Parsing for mere mortalsPosted: May 21, 2012
Lua has inbuilt pattern matching associated with the string class. With it you can do fairly simple matches, such as this:
for line in alltext:gmatch("([^\r\n]*)") do -- do something with each line end
In this case, it’s saying; ‘return every character that is NOT (‘^’) in the set defined by the whitespace characters \r\n.

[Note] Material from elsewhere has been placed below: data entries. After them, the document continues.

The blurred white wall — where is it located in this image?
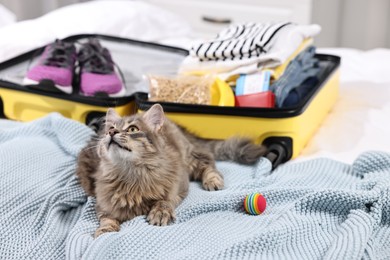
[0,0,88,21]
[0,0,390,50]
[312,0,390,50]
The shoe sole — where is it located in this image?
[23,78,73,94]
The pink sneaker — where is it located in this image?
[23,40,77,94]
[78,38,126,97]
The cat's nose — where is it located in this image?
[108,129,119,136]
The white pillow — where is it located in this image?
[0,0,190,61]
[0,4,16,27]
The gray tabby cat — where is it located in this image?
[77,104,266,237]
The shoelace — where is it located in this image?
[44,40,76,68]
[78,40,114,74]
[78,38,125,85]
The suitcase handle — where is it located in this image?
[263,137,292,170]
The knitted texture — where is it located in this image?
[0,114,390,259]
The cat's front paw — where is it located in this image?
[147,201,176,226]
[94,218,120,238]
[202,172,224,191]
[94,226,119,238]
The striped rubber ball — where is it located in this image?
[244,193,267,215]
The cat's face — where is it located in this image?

For such a small pattern, this is just fine, and it works fast and efficiently. But, what if you have a more complex, or more robust task? Lua’s general philosophy is less is more, and small is beautiful. Sticking to that philosophy, Lua does not contain a general “RegEx” library. Most regex libraries are fairly big, bigger than the Lua runtime itself. Instead, there is a fairly obscure module called lpeg. A Parsing Expression Grammar, is slightly different than what I’ve grown up with in terms of parsing technologies. Aside from all the positives the creator has to say about it, I find it fairly useful to do some parsing tasks. These days, I find parsing binary files to be extremely easy, it’s the parsing of text files that gives me fits. Taking something like HTML for example, oh my gosh what a nightmare. Even the lowly UTC DateTime strings have enough corner cases to build a castle.
Here’s a bit of text file that I’d like to be able to parse:
“v 123.45 23 500”
The letter ‘v’ followed by some amount of space, then followed by three numbers (possibly floating piont). How would I do that in LPEG?

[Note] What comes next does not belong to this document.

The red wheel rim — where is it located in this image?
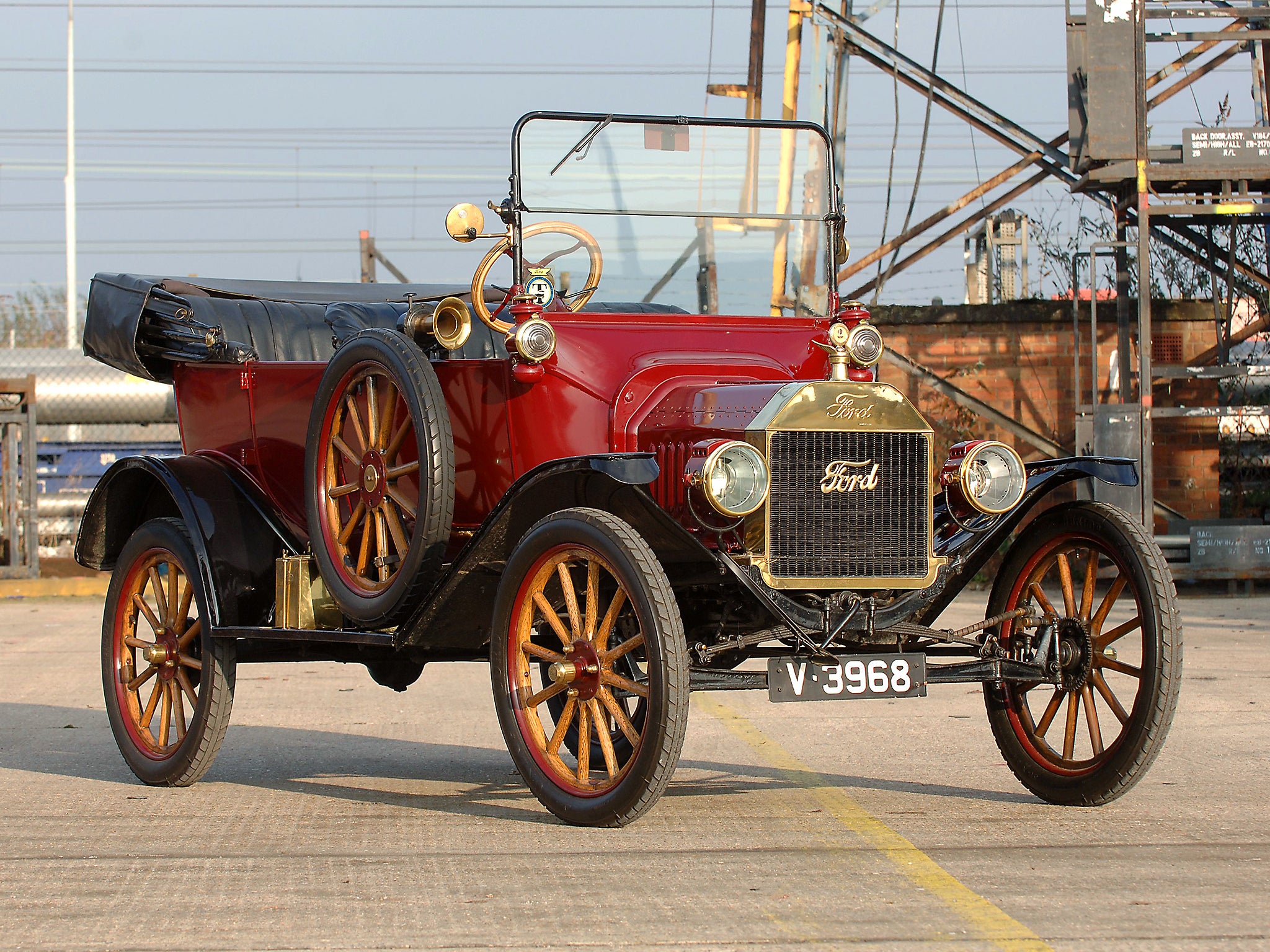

First of all, in LPEG, you form patterns to match parts of the thing you’re trying to parse. These patterns are composable, meaning, you can string them together to form more complex patterns from simpler patterns. Once you have a pattern, you feed the pattern and your text to the lpeg.match() function, and you get a result.
Most of the time, parsing tasks need to be broken down into tokens and statements, if you’re into the old school Lex/Yacc stuff. Various other tools are similar. With LPEG, you do some of the same stuff, but I think it’s a bit easier.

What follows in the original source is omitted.